Extended Data Fig. 4: PFKM levels increase in differentiated muscle populations.
From: PFKM governs metabolic shifts throughout skeletal muscle differentiation
a, PFKM single cell RNA-seq from tissue-wide human atlas across cell-types represented as a UMAP from 24 tissues (500,000 cells)35. b, Single-cell and single-nucleus RNA-seq data from the human skeletal muscle atlas represented as a UMAP from 40 major muscle populations13. c, RNA-seq data from the human skeletal muscle atlas13 represented as a dot plot. Relative expression levels of PFKM and myogenic target genes across muscle stem cells (MuSC), slow-twitch myofibres (type I) and fast-twitch myofibres (type II). Paired box 7 (PAX7), myogenin (MYOG), myoblast determination protein (MYOD), myosin heavy chain 1 (MYH1). d, Pseudotime trajectory analysis of combined muscle stem cells (MuSC), slow-twitch myofibres and fast-twitch myofibres for PFKM, muscle stem cell marker PAX7 and myofibre marker actin α1 (ACTA1). Each dot represents a single cell, with the color gradient indicating gene expression level. Cells are colored by cell cluster, pseudotime, and pseudotime branch state. e, mRNA expression of myogenic target genes from bulk RNA-seq37 in cultured human muscle cell line during a 12 day differentiation time course. Cyclin-dependent kinase 1 (CDK1), DNA binding protein inhibitor 3 (ID3), myogenin (MYOG), myosin heavy chain 3 (MYH3), myosin heavy chain 8 (MYH8), and titin (TTN), (n = 2 biological replicates).

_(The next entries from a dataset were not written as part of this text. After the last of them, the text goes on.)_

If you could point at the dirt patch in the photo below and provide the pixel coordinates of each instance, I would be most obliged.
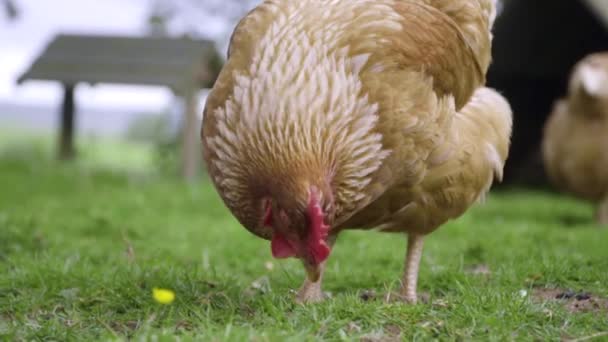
(390, 333)
(574, 302)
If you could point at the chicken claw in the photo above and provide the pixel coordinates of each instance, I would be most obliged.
(311, 292)
(602, 212)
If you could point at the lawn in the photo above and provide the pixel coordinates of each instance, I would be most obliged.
(82, 246)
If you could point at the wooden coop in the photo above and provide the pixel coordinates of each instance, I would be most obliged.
(184, 65)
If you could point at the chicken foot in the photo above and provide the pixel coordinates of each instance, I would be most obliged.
(412, 265)
(602, 212)
(310, 291)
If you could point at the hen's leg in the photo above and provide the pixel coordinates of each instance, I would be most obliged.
(412, 263)
(310, 291)
(602, 212)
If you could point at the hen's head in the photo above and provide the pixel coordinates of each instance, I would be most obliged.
(300, 222)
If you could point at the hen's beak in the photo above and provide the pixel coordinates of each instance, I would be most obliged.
(313, 271)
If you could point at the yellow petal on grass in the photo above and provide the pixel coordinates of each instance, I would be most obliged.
(163, 296)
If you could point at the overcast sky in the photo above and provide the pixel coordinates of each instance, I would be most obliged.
(40, 20)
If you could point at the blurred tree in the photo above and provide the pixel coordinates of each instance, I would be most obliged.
(211, 19)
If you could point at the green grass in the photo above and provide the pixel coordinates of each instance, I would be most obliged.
(82, 246)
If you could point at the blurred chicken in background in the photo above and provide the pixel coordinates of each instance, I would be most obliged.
(575, 145)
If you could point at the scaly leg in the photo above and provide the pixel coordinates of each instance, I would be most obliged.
(412, 264)
(602, 212)
(311, 292)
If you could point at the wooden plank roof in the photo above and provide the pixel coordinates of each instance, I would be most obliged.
(171, 62)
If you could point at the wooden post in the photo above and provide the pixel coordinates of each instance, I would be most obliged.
(191, 145)
(66, 135)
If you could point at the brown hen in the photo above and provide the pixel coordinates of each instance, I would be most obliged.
(333, 114)
(575, 143)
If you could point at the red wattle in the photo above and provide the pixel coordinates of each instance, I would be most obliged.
(317, 244)
(281, 248)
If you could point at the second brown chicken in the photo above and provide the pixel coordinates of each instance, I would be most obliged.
(575, 143)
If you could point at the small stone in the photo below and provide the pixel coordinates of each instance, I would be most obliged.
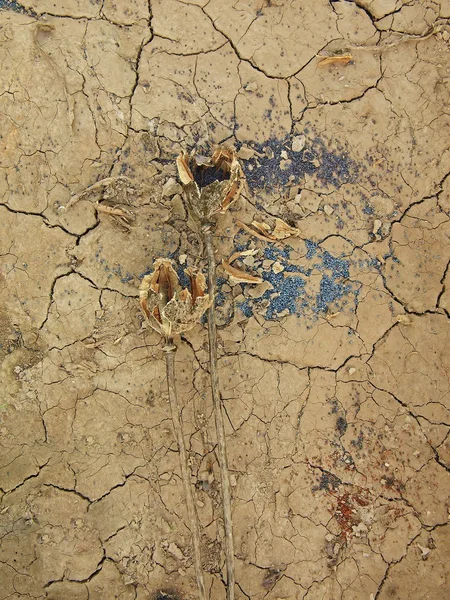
(171, 187)
(298, 143)
(310, 200)
(285, 164)
(245, 153)
(175, 551)
(259, 290)
(251, 87)
(277, 267)
(249, 261)
(376, 226)
(425, 551)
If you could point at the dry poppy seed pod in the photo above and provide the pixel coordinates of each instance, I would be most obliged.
(168, 308)
(212, 184)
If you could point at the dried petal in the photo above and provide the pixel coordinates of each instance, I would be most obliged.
(197, 281)
(184, 171)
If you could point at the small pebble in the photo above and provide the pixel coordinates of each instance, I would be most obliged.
(245, 153)
(251, 87)
(249, 261)
(277, 267)
(259, 290)
(171, 187)
(298, 143)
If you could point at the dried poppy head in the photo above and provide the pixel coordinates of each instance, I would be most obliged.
(168, 308)
(211, 184)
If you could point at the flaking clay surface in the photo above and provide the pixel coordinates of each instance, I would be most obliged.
(334, 368)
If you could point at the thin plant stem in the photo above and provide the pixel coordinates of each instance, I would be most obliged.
(218, 413)
(169, 351)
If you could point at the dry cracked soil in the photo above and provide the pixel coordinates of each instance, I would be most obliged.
(334, 370)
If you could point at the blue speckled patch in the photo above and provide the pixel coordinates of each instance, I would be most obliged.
(269, 170)
(290, 289)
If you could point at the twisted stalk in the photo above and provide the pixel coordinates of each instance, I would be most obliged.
(218, 413)
(169, 351)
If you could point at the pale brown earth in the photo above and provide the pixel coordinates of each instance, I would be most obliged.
(335, 382)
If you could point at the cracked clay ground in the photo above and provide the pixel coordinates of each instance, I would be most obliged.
(334, 370)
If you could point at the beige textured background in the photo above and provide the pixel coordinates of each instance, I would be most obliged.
(337, 397)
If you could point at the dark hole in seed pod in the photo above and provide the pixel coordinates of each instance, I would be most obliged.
(166, 595)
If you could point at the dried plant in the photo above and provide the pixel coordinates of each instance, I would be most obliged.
(170, 310)
(211, 185)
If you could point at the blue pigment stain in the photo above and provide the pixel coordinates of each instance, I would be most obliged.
(290, 290)
(311, 248)
(290, 286)
(270, 170)
(330, 291)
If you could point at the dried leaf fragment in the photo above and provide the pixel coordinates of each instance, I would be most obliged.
(167, 307)
(280, 231)
(239, 276)
(337, 59)
(237, 255)
(403, 319)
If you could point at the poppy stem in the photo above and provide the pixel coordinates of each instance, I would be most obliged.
(218, 413)
(169, 351)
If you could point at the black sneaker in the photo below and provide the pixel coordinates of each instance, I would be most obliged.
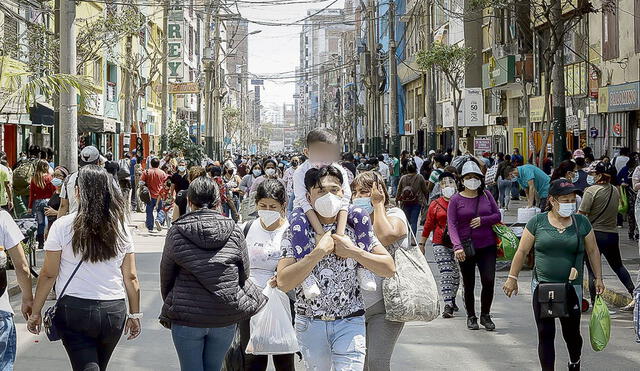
(485, 320)
(472, 323)
(448, 311)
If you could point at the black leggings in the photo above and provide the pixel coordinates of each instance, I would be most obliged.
(485, 259)
(608, 244)
(90, 330)
(547, 332)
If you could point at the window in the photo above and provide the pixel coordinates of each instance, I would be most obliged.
(610, 48)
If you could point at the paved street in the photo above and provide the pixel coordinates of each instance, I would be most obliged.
(439, 345)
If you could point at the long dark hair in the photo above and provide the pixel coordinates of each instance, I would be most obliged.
(99, 226)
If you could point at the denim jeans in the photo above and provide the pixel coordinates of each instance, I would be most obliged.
(202, 349)
(150, 208)
(340, 343)
(38, 211)
(7, 341)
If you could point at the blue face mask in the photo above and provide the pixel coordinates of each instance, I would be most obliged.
(364, 203)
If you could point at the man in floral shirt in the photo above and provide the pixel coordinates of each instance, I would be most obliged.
(330, 327)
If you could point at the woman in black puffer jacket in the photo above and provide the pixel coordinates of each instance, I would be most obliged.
(204, 281)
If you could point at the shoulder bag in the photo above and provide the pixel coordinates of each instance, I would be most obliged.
(554, 297)
(48, 320)
(467, 245)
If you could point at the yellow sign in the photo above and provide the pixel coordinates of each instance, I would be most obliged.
(536, 109)
(603, 100)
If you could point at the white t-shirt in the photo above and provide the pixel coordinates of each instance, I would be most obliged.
(372, 297)
(265, 249)
(10, 236)
(95, 281)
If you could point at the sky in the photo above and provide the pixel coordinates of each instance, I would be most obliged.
(276, 49)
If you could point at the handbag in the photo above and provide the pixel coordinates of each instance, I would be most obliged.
(467, 245)
(49, 315)
(411, 294)
(554, 297)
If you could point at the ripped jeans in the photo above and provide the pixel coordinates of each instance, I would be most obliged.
(340, 343)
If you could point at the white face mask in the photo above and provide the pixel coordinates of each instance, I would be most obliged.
(268, 217)
(328, 205)
(472, 184)
(448, 192)
(565, 210)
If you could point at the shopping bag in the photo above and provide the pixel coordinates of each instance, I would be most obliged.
(271, 329)
(599, 325)
(507, 242)
(412, 293)
(623, 204)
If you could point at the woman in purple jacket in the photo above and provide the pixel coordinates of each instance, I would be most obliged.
(471, 214)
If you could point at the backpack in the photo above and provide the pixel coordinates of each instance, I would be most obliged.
(22, 177)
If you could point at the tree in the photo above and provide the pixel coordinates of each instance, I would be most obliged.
(452, 61)
(179, 140)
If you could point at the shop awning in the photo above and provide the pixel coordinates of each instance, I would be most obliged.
(42, 114)
(96, 124)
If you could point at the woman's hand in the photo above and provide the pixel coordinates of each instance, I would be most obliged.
(460, 255)
(377, 194)
(599, 286)
(34, 324)
(510, 287)
(475, 222)
(132, 328)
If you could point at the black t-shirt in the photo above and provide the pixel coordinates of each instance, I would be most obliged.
(181, 182)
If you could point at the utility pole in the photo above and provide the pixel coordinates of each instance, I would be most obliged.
(68, 105)
(429, 94)
(559, 123)
(393, 83)
(165, 78)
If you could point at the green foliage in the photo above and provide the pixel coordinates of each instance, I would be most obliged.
(179, 140)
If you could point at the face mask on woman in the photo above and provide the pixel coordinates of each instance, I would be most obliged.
(565, 210)
(268, 217)
(472, 184)
(448, 192)
(364, 203)
(328, 205)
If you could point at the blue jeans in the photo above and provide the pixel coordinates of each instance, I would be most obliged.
(201, 349)
(38, 212)
(341, 343)
(7, 341)
(412, 211)
(150, 208)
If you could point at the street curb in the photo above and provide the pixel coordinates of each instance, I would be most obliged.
(615, 298)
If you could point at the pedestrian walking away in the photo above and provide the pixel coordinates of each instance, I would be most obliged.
(471, 215)
(560, 240)
(90, 255)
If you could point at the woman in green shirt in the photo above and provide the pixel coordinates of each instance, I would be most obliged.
(559, 252)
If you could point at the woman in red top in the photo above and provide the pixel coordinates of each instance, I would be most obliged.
(442, 248)
(40, 190)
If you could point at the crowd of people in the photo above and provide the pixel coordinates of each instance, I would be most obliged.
(320, 225)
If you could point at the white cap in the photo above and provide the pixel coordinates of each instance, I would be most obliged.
(471, 167)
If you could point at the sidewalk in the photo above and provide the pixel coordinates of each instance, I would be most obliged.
(615, 294)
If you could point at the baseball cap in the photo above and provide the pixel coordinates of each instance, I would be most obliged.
(471, 167)
(89, 154)
(561, 187)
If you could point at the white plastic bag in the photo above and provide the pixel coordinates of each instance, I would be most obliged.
(271, 329)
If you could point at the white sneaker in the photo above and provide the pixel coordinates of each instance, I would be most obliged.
(366, 279)
(310, 287)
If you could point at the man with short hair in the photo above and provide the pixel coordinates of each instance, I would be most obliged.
(154, 179)
(330, 327)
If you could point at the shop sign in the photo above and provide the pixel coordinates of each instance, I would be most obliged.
(624, 97)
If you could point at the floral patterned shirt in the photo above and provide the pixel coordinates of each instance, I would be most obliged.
(340, 293)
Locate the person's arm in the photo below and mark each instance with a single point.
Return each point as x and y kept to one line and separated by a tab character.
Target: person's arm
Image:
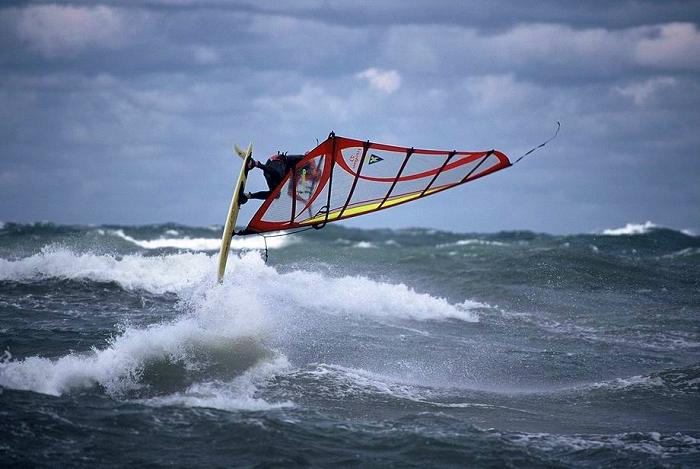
293	160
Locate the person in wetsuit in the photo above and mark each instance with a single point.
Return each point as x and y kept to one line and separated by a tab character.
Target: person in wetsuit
274	170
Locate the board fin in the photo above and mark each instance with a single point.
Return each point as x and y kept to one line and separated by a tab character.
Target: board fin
233	211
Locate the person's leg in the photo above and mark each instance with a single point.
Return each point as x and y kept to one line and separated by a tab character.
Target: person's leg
260	195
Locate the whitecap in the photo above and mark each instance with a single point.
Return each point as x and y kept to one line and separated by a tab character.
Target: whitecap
631	229
203	244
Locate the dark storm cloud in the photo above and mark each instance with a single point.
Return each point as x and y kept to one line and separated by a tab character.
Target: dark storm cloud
125	111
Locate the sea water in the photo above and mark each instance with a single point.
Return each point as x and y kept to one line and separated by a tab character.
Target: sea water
401	348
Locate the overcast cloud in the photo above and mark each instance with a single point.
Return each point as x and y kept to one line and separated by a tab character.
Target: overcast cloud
126	112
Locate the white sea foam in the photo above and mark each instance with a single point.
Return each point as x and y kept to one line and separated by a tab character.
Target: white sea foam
239	393
179	273
202	244
214	317
156	274
633	381
631	229
362	296
211	320
364	245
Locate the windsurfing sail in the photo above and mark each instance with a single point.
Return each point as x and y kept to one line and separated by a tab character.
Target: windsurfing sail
343	178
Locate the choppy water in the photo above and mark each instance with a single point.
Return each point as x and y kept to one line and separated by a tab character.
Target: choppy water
406	348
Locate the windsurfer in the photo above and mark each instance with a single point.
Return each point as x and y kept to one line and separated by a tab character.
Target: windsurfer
274	170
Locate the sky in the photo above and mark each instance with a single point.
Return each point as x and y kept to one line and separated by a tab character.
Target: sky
126	112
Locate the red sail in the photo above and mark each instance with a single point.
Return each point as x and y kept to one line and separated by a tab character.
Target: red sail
343	178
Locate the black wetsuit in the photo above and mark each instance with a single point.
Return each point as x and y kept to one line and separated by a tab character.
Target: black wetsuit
274	170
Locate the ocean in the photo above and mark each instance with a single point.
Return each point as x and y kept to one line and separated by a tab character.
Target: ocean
349	347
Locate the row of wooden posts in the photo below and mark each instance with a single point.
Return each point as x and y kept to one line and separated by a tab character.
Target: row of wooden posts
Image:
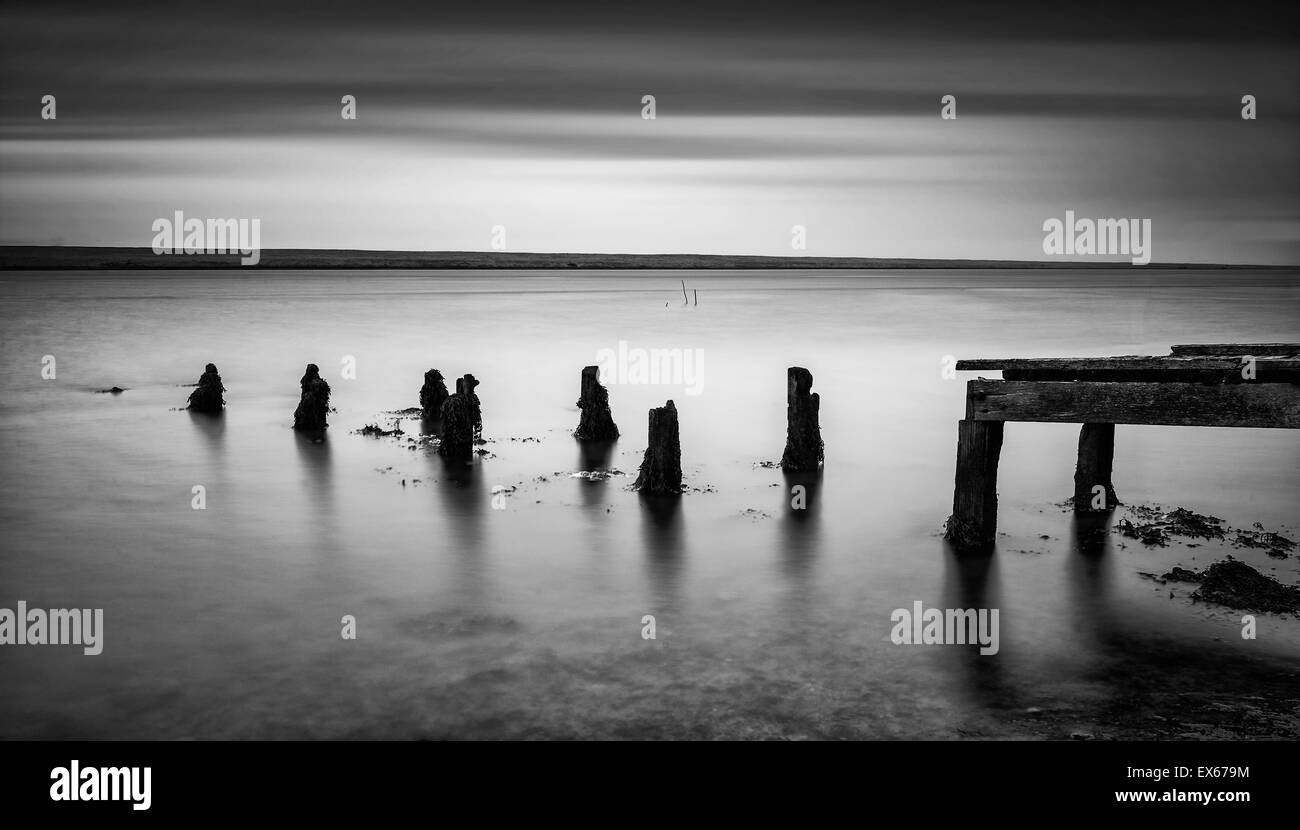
458	419
1197	385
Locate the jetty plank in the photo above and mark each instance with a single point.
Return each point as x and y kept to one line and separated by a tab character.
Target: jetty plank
1259	350
1177	405
974	522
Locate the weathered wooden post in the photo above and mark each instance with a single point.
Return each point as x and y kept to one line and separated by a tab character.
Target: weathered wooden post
804	448
974	522
432	394
462	422
466	385
207	397
661	468
1096	457
313	405
596	422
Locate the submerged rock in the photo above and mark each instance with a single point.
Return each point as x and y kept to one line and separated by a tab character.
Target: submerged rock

Statistical significance was determined by one-way ANOVA with post-hoc Dunnett’s analysis and data are shown as mean ± s.e.m. (CDK1: P=0.0009, P=0.0007, P=0.0002, P=0.0005, P=0.0010, P=0.0007. ID3: all values P<0.0001. MYOG: P<0.0001, P<0.0001, P<0.0001, P<0.0001, P=0.0004, P=0.0002. MYH3: P=0.0425. MYH8: P=0.0014, P=0.0013, P=0.0130, P=0.0074. TTN: P=0.0017, P<0.0001, P=0.0001, P<0.0001, P<0.0001. All ns P>0.05). f, Immunoblotting (IB) of PFKM in C2C12 muscle cells during a 3 day differentiation time course. Right, protein levels normalized to loading control (Actin), assessed by densitometry of n = 3 biological replicates. Statistical significance was determined by one-way ANOVA with post-hoc Dunnett’s analysis and data are shown as mean ± s.e.m. Exact P values are shown in graphs.